One night he was in his room, recording songs from the radio with a tape recorder he’d gotten as a Christmas present. He would spend hours taping the songs and keeping meticulous notes of the titles and artists. He used the machine’s numerical counter to locate whatever he wanted to hear, but on this night, while recording “Stairway to Heaven,” he heard his mother cry out. His bedroom was across the hall from his parents’ bedroom. His parents were having an argument of some sort. Nick was furious with his father for arguing. Now, armed with something to document this transgression, he might have proof of his father’s cruelty. He turned the radio down and let the recorder run until he heard the door to his parents’ bedroom open and close and his father’s footsteps recede as he walked down the stairs.
Nick punched rewind, then stop, and, putting in an earbud, listened to his parents’ distant, muffled voices. His mother was sobbing as he’d never heard before. It’s too much, Bill. The kids will only remember this. I never ask you for anything. But I’m asking you to do this. He also heard more crying. But it wasn’t his mother. He ejected the tape and put it in the top drawer of his desk. He sat for a long time, trying to figure out what they had been arguing about.
After the funeral, he took the tape down to his father’s workbench in the basement. He grabbed a hammer and, before he could change his mind, smashed the cassette. He grabbed some grass hand-clippers and cut the tape into tiny pieces, then put the whole mess into the garbage. He never mentioned the recording—or its contents—to Mike or Marcy.

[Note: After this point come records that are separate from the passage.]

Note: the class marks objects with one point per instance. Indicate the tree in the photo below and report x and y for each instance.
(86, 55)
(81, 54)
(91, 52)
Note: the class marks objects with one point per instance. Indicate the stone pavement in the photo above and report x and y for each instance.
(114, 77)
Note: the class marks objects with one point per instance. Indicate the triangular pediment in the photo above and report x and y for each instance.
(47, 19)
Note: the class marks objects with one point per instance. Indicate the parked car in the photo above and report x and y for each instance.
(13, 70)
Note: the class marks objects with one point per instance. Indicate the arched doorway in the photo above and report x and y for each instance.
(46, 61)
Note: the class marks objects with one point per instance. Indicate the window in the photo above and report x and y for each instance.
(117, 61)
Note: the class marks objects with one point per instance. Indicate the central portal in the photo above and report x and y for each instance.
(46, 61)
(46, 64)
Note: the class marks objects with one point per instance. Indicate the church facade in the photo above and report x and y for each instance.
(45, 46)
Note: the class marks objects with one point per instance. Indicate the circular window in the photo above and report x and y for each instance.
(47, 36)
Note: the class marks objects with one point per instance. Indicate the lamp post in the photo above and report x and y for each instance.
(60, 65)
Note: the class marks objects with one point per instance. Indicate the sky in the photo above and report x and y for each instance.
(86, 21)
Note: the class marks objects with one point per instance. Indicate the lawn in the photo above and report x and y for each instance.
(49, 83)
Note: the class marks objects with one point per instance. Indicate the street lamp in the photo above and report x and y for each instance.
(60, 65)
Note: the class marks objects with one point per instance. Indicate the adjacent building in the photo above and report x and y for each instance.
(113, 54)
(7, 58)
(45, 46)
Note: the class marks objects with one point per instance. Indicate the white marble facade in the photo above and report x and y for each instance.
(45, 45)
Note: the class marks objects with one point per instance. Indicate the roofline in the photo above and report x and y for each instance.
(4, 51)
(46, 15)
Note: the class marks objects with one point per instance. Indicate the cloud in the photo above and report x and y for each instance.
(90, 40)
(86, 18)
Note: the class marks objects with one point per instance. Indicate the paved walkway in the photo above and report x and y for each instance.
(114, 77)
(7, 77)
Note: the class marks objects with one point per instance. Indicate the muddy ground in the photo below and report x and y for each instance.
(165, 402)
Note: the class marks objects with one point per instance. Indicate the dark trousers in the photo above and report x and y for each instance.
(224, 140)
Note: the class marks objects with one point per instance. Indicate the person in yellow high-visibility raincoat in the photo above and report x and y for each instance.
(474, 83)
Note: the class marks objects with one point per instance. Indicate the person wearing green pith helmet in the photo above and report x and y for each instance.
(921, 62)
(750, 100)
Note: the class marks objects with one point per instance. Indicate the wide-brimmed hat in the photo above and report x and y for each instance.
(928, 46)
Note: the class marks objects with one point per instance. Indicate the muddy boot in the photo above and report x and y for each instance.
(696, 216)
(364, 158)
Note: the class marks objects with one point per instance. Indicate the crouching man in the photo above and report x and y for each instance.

“We’re not going to be there in time, are we?” Marcy asked. The sun was rising and they were still in Illinois.
“How long have you been awake?” Nick asked, caught off guard, as if his sister had been listening in on his thoughts.
“Don’t dodge the question,” Marcy said. “We’re not going to make it in time, are we, Nick?”

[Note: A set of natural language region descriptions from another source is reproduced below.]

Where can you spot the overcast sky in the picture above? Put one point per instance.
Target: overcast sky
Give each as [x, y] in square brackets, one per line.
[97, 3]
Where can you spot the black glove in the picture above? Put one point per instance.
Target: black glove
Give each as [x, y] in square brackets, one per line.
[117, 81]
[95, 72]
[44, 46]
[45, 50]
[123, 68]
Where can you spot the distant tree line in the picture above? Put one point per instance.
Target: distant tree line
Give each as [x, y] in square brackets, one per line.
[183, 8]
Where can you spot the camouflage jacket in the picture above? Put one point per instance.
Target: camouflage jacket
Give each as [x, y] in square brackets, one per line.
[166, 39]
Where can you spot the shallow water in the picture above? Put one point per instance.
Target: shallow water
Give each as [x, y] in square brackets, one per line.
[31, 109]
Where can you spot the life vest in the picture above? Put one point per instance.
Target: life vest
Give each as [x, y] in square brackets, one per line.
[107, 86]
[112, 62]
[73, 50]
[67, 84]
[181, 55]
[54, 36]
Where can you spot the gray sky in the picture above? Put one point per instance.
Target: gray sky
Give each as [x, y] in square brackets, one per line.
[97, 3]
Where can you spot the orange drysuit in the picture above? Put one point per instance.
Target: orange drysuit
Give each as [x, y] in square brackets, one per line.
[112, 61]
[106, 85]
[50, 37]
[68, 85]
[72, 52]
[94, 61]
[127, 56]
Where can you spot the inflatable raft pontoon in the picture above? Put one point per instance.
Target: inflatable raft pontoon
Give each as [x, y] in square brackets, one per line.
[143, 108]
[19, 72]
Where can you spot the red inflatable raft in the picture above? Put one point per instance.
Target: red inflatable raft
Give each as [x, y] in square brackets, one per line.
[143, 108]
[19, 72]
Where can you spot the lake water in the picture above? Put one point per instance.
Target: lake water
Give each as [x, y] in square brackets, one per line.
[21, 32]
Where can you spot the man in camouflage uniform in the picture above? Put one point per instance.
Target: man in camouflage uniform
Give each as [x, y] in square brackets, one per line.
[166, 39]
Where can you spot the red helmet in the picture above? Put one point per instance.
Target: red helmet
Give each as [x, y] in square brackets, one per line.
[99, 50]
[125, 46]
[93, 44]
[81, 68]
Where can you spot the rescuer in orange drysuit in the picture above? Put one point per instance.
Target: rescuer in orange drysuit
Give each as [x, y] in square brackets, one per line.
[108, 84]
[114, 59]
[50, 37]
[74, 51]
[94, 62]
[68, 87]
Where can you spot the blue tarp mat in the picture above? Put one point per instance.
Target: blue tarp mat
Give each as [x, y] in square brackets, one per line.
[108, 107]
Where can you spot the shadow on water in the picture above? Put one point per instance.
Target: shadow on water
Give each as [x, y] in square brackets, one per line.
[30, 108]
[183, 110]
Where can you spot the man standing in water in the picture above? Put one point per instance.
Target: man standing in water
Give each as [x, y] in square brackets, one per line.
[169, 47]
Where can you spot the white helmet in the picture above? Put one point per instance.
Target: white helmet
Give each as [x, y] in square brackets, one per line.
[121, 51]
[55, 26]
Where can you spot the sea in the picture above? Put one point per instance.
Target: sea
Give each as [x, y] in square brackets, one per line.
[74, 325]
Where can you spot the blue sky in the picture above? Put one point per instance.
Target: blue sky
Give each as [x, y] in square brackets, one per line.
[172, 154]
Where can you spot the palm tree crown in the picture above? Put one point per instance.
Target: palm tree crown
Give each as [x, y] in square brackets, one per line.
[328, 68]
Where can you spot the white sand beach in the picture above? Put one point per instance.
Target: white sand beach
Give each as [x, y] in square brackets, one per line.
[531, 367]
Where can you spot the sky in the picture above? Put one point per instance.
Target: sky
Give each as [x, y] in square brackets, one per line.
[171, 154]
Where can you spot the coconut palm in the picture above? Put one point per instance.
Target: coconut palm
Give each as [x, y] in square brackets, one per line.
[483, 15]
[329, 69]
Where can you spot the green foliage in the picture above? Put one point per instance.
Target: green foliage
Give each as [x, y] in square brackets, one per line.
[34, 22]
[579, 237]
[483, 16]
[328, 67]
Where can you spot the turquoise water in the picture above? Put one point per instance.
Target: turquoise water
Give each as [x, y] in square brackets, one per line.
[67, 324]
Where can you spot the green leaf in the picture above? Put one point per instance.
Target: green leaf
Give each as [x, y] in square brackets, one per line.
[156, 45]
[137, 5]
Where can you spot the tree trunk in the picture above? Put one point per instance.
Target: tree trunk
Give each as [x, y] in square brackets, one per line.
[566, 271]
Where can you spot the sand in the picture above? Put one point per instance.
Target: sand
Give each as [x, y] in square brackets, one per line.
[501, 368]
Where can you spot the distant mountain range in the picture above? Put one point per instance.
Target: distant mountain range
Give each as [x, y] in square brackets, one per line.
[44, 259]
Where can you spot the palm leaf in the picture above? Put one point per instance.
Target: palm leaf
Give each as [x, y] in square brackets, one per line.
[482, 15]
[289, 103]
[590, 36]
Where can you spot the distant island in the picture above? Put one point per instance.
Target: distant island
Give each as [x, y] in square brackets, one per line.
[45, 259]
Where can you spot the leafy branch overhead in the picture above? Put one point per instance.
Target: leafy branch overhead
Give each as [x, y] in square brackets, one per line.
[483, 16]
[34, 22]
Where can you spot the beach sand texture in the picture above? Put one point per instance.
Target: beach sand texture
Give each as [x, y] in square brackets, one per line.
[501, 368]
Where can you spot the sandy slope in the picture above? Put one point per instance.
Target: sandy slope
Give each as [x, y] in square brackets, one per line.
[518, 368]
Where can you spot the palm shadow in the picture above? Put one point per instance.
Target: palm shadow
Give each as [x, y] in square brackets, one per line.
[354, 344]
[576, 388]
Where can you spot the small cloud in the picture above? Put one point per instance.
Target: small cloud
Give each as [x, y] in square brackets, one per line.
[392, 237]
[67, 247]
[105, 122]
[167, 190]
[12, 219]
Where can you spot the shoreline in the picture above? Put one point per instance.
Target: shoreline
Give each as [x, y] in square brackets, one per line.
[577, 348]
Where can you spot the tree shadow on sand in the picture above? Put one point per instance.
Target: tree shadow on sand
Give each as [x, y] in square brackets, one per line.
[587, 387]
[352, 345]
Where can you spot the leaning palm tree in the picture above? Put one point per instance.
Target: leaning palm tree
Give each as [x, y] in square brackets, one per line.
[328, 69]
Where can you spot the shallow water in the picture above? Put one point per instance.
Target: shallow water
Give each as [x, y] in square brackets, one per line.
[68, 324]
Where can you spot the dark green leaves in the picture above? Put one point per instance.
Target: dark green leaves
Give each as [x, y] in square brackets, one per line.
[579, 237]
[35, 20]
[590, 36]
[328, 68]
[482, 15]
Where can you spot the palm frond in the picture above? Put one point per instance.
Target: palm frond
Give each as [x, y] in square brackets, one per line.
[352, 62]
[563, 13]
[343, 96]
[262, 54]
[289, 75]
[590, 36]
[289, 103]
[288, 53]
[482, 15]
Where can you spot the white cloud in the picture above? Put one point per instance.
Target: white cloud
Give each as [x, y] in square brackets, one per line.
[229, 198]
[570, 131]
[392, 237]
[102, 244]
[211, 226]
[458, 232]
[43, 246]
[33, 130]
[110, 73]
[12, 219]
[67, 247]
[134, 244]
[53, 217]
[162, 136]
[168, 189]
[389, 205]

“Sure we will,” Nick said, not at all sure.
An hour later, they stopped for a bathroom- and-coffee break. While he was waiting for Marcy, his cell phone rang. It was Mike.
“Not sure where you two are, but you may as well turn around,” his brother said.

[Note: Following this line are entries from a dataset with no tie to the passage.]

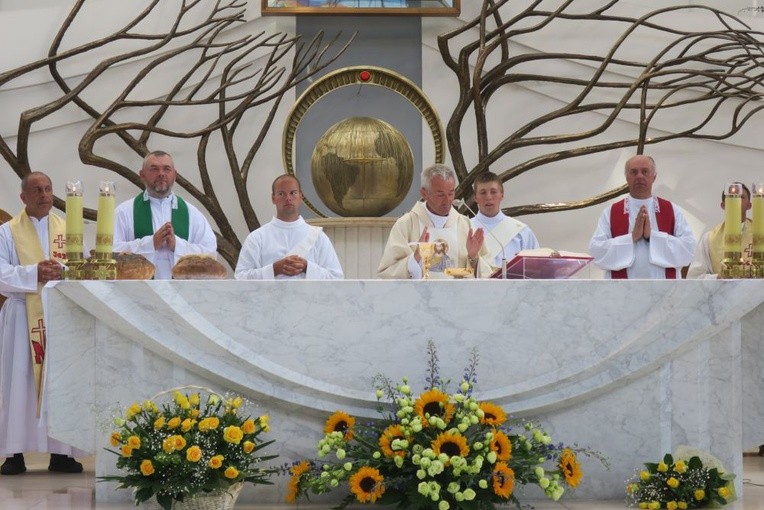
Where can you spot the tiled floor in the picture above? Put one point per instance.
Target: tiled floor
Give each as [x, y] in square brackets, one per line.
[39, 490]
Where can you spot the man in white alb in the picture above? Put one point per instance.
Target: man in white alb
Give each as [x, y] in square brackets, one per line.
[710, 252]
[286, 246]
[434, 220]
[158, 224]
[507, 236]
[642, 236]
[32, 244]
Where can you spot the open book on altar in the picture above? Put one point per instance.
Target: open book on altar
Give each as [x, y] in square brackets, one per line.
[544, 263]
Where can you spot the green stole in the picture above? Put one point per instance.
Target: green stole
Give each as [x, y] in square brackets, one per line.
[142, 221]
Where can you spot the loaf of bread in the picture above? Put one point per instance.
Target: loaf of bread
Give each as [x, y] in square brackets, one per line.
[198, 267]
[131, 266]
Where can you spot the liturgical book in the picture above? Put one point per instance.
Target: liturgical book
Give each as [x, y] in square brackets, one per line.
[544, 264]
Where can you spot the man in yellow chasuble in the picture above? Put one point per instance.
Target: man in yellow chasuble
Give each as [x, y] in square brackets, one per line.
[31, 246]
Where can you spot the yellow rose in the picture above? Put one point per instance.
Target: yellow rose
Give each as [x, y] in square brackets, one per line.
[168, 445]
[133, 410]
[179, 442]
[147, 468]
[194, 454]
[232, 434]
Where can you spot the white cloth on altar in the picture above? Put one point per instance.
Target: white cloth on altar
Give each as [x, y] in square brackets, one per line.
[20, 428]
[643, 259]
[525, 239]
[398, 258]
[201, 238]
[277, 239]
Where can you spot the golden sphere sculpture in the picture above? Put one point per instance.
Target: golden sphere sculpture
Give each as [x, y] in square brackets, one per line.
[362, 166]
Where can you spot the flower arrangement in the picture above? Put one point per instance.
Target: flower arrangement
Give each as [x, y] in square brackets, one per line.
[188, 447]
[687, 482]
[436, 450]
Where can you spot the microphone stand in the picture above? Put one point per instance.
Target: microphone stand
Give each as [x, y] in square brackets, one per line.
[459, 202]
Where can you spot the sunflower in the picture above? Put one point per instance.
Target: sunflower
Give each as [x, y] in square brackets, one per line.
[492, 414]
[452, 444]
[366, 484]
[501, 445]
[570, 468]
[503, 480]
[434, 403]
[386, 439]
[294, 483]
[340, 422]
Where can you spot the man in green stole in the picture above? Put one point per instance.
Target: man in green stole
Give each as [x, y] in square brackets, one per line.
[32, 245]
[710, 251]
[158, 224]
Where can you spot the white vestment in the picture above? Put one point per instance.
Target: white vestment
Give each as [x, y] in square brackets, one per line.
[505, 236]
[201, 238]
[20, 428]
[643, 259]
[277, 239]
[398, 258]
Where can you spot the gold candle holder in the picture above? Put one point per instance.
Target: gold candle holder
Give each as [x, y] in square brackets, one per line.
[74, 232]
[732, 266]
[757, 203]
[104, 265]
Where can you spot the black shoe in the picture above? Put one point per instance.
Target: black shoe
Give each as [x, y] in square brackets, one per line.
[13, 465]
[63, 464]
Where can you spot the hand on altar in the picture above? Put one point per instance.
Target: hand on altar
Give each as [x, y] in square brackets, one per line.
[290, 265]
[48, 270]
[474, 243]
[425, 237]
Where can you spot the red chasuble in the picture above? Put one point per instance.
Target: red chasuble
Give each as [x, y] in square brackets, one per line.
[619, 225]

Nick almost laughed. Mike wasn’t one for small talk. Since they’d talked just yesterday and exchanged cell phone numbers, Mike probably figured they were up to speed—or at least as up to speed as Mike wanted to be.
“We missed them?” Nick asked. “I thought he said noon.”
“He did,” Mike said. “My flight last night got canceled. I was rebooked on the first one out this morning. I decided to call April to make sure they would be there. She didn’t have any idea what I was talking about.”
“What do you mean?”
“Just what I said. I think the old man is keeping her in the dark.”
Nick tried to digest all this while thinking about how he would break it to Marcy. “I don’t get it. Where the heck are they?”
“I’m not exactly sure,” Mike said. “But it sounds like they’re almost through Nebraska.”